Walt Whitman’s Diary in Canada, with Extracts from Other of His Diaries and Literary Notebooks was published by Boston, Small, Maynard in 1904 in a limited edition of 500. There is a very brief introduction by the editor, William Sloane Kennedy, who says he transcribed ‘out-door notes from the worn and time-stained fragments of paper (backs of letters, home-made note-books, etc.), on which they were originally written’. The whole work is available online thanks to Internet Archive.
Here is the book’s first entry: ‘London, Ontario, June 18, 1880. Calm and glorious roll the hours here the whole twenty-four. A perfect day (the third in succession); the sun clear; a faint, fresh, just palpable air setting in from the southwest; temperature pretty warm at midday, but moderate enough mornings and evenings.

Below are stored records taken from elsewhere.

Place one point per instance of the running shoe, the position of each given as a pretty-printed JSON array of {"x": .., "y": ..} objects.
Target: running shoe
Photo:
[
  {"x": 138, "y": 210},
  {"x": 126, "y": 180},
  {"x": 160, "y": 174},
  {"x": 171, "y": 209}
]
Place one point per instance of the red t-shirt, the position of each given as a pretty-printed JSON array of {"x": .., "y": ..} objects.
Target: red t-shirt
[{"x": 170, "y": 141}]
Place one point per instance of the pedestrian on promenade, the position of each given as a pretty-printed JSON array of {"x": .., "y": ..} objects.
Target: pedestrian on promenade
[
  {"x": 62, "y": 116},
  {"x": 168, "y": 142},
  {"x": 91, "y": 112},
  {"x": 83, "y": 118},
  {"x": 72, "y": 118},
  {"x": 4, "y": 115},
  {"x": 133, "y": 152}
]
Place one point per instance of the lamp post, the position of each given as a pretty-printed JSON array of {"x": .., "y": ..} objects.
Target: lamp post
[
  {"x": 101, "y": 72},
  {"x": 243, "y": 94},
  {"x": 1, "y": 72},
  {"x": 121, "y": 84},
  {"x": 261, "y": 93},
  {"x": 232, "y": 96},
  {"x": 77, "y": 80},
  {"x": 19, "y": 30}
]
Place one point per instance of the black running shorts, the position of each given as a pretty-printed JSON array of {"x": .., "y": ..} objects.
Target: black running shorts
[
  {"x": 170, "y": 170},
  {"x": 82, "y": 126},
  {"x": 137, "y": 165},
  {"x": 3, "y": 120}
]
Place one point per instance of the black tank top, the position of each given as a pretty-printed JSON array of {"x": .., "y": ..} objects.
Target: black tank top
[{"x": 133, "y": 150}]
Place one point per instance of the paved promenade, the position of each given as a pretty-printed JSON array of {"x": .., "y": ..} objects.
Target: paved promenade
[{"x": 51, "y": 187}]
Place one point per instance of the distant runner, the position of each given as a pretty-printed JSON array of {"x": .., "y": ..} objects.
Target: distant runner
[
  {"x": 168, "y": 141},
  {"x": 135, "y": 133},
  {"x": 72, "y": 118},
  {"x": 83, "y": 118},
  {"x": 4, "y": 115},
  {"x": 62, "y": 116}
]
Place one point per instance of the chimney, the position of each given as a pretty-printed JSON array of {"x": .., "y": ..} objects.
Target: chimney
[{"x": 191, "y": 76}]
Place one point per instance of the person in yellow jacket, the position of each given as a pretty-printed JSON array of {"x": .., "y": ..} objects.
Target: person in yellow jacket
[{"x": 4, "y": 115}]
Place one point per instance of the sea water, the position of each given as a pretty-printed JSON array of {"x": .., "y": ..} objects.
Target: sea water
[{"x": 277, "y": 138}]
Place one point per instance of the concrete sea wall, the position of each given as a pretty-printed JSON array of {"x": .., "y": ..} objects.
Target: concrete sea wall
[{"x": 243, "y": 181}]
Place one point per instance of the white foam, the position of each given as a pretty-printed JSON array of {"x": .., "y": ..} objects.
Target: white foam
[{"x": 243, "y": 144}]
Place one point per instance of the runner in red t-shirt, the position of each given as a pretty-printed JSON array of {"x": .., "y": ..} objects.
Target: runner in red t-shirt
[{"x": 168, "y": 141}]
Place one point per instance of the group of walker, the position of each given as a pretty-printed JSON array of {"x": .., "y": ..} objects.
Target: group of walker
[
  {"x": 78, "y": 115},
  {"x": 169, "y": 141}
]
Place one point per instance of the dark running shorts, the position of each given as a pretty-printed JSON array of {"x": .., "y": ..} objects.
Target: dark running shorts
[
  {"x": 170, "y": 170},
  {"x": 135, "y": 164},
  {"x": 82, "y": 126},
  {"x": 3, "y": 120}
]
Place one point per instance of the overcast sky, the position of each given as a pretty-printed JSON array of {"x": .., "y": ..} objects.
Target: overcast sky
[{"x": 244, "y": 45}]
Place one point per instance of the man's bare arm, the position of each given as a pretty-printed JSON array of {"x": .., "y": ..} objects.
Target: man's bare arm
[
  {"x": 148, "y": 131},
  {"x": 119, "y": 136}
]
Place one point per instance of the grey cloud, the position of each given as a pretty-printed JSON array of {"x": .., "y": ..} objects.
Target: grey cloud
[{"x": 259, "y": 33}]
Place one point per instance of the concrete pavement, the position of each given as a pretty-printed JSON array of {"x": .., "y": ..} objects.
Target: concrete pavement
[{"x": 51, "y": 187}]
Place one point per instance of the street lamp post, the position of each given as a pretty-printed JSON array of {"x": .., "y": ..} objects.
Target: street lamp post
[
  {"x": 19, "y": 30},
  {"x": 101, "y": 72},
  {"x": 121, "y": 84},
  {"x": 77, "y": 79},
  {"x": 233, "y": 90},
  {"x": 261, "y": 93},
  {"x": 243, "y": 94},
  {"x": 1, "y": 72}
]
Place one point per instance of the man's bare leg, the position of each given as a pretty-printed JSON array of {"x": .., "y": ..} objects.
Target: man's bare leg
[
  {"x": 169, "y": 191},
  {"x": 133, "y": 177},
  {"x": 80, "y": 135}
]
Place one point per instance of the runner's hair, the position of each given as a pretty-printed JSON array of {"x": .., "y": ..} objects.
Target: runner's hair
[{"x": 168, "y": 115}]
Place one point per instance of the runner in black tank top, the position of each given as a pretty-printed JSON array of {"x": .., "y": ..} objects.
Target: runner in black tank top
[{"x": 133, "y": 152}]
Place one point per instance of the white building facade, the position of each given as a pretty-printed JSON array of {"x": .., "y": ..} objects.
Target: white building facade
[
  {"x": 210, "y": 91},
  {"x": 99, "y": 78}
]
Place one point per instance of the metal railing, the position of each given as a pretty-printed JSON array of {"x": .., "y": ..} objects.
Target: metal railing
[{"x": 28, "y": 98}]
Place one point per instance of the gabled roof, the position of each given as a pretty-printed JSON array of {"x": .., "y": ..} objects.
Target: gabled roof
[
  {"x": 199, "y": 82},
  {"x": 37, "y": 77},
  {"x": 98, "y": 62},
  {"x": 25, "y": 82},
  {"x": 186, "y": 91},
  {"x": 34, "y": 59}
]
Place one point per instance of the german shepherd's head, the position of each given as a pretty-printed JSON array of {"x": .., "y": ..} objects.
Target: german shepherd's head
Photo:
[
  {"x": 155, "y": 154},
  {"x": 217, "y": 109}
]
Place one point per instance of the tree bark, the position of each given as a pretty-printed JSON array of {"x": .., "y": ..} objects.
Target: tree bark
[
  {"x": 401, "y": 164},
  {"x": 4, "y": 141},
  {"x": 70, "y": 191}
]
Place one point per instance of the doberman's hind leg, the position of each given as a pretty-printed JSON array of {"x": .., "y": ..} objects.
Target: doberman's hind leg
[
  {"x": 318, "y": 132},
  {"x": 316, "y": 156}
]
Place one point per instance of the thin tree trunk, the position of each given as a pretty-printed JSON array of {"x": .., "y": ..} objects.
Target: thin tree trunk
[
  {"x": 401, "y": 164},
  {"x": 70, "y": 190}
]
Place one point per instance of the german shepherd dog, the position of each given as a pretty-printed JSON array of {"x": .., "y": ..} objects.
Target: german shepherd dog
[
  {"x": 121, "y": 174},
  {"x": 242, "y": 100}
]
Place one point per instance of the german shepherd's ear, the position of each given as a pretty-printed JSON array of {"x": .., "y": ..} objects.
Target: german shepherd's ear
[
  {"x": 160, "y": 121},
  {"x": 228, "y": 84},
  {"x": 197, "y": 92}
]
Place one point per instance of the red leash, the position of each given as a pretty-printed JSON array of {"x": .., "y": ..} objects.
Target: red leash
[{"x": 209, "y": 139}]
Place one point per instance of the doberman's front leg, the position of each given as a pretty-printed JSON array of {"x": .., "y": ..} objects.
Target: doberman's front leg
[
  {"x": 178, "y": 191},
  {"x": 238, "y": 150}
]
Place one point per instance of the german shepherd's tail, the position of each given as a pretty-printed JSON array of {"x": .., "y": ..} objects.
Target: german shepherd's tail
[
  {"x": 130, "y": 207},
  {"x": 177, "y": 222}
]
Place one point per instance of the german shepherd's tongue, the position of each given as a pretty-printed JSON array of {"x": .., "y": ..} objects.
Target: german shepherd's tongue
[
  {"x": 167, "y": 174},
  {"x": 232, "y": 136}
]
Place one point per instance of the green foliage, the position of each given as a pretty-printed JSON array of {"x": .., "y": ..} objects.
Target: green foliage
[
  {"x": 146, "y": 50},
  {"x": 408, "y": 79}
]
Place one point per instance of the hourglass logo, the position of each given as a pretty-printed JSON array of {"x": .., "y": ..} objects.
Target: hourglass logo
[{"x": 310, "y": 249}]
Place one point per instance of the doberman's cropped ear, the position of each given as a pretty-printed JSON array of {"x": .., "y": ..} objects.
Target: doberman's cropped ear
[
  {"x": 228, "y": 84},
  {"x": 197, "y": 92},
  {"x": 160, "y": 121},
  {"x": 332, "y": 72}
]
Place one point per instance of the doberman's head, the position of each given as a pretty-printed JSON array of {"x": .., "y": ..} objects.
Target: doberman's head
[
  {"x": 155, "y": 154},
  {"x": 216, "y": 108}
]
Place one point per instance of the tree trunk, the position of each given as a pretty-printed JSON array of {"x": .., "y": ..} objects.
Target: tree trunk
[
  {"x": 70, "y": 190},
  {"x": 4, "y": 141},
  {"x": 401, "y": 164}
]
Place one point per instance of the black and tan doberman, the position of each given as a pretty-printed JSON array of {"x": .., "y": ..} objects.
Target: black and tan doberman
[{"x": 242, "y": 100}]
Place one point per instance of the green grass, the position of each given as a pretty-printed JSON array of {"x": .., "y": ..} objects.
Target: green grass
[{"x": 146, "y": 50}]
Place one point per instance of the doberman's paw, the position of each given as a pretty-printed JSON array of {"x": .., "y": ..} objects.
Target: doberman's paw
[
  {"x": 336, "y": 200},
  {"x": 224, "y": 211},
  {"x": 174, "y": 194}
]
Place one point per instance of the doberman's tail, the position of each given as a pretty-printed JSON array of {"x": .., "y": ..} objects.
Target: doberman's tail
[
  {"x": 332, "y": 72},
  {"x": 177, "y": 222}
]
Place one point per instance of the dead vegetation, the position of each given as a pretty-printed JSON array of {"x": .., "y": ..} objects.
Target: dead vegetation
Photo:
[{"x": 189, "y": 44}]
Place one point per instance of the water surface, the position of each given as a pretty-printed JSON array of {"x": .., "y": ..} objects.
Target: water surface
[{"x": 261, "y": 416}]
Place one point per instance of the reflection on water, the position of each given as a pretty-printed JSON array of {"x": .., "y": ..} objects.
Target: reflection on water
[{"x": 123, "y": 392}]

Everything growing well, especially the perennials. Never have I seen verdure grass and trees and bushery to greater advantage. All the accompaniments joyous. Cat-birds, thrushes, robins, etc., sinking. The profuse blossoms of the tigerlily (is it the tiger-lily?) mottling the lawns and gardens everywhere with their glowing orange-red. Roses everywhere, too.
A stately show of stars last night: the Scorpion erecting his head of five stars, with glittering Antares in the neck, soon stretched his whole length in the south; Arcturus hung overhead; Vega a little to the east; Aquila lower down; the constellation of the Sickle well toward setting; and the halfmoon, pensive and silvery, in the southwest.’